If I could answer in the affirmative, I could prove it works and not
have to talk to anyone.  I can make a bunch of lesser claims, that of
course fail to add up to the strong claim but make me feel better:

3. I have looked at the output of many C compilers and have never
seen a pointer assignment take multiple instructions.  The exception
might be if someone used a poorly-written memcpy-like operations to
transfer the contents of a structure byte by byte.  A well-written
one takes the respective alignments into account and transfers
aligned 32-bit quantities one-by-one.  We are talking about code in a
controlled Hashtable class, it would have to be the "C" compiler
choosing to transfer a class consisting of a single address field
using something other than a single instruction.  It doesn't sound
logical to me, but it wouldn't surprise me completely to see it
happen, but I would report it as a compiler bug and expect it to be
addressed even though it is not in the standard.

As long as the address of the pointer is properly aligned, it will be atomic.
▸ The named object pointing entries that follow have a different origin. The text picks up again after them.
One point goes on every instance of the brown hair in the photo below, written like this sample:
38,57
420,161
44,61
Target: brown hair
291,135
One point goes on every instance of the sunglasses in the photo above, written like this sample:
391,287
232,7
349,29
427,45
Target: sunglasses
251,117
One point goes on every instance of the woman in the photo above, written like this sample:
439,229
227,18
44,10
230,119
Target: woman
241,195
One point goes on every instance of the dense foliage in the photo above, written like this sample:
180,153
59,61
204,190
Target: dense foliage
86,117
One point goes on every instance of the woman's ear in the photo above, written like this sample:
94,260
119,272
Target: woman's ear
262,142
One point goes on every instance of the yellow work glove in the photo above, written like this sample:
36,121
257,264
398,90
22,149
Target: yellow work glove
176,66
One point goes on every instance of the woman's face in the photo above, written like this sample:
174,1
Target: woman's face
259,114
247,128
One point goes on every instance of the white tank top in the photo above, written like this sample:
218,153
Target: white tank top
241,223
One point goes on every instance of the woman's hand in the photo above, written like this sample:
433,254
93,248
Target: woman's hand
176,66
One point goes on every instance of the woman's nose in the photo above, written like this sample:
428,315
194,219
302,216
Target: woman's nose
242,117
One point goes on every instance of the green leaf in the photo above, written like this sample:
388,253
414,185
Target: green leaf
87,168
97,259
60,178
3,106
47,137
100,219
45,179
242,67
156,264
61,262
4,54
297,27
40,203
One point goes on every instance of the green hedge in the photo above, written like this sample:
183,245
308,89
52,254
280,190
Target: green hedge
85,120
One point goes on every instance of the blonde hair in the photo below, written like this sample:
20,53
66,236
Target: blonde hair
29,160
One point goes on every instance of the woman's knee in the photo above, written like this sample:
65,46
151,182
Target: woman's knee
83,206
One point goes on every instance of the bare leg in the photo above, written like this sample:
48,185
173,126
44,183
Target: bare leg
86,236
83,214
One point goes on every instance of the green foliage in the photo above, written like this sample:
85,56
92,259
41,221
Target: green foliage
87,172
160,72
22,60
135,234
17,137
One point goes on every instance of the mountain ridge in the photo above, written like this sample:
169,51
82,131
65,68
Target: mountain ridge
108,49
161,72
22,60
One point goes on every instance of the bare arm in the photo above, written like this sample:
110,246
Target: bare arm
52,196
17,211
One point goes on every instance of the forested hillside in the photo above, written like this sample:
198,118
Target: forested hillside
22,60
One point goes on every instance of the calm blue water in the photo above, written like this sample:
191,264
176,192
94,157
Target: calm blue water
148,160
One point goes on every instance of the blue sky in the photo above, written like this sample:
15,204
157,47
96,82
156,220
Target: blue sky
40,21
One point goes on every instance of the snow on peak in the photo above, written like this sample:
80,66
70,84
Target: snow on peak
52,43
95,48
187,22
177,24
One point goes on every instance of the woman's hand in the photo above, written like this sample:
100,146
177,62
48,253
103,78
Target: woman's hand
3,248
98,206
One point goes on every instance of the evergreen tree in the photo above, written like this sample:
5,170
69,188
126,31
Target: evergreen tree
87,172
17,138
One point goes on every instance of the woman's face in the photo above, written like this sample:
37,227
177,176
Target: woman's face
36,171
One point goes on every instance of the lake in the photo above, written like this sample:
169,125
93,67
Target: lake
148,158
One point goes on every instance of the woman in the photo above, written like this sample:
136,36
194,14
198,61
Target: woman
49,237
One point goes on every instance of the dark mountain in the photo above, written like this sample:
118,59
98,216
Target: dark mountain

The language doesn't guarantee that (the language doesn't talk about atomic or threads at all - at least not yet), but the processors + compilers tend to guarantee it. HOWEVER! *even if it is atomic*, on a multi-cpu machine each cpu might see memory differently - you need memory barriers to ensure the other cpus see your new pointer value correctly. Think of cpus and memory like harddrive controllers that reorder reads and writes to lessen seeks - the cpu does the same sort of thing with memory - and in doing so, it may reorder the write of your pointer to 'happen' before you expected (because it was near other memory it was writing) and/or read the pointer later than expected (because it optimized other reads into a 'bundle' before the read of your pointer).

Anyhow, if you haven't already, take a look at memory barriers, and, as a canonical example, the broken 'double checked locking pattern'. You can't do lock free without understanding this stuff.

4. These issues have to be addressed with the multi-processor cores
becoming more prevalent because they are basic to lock-free
processing, or can C++ accept significant inferiority to Java with
respect to lock-free multiprocessing?

see above. Much of it doesn't come for free.

For what it is worth, if anyone else thinks the solution is worth a
generic contribution, or is of the opposite opinion that it would not
be generic enough, I would be interested in hearing. I suppose this
sort of question should go to the developers list. I think it would
be much more difficult to implement a table of shared_ptr than it is
for intrusive_ptr, because assigning a shared_ptr is much less likely
to be uninterrupted, leaving other threads with a broken visible
state. There is clearly more detail to discuss as well.
Ray Whitmer

Your wording of 'much less likely' is scary, and I think similar wording made James apprehensive as well. There is no grey - it is black or white, thread safe or not. And you are correct, you can't make { reading the location of a shared_ptr + incrementing its ref-count } atomic, it least not on most processors.

I'm not sure of the exact implementation of intrusive_ptr, but assuming it is like most, you can make

ip1 = ip2;

atomic IF ip2 is 'stable', ie guaranteed to not be changing during the assignment. ie ip1 can be read and/or written by other threads "while" the assignment is happening, and you will either get the before state of ip1, or the after state.

I don't think the boost implementation of intrusive_ptr's operator=() is atomic, but it could be made to be.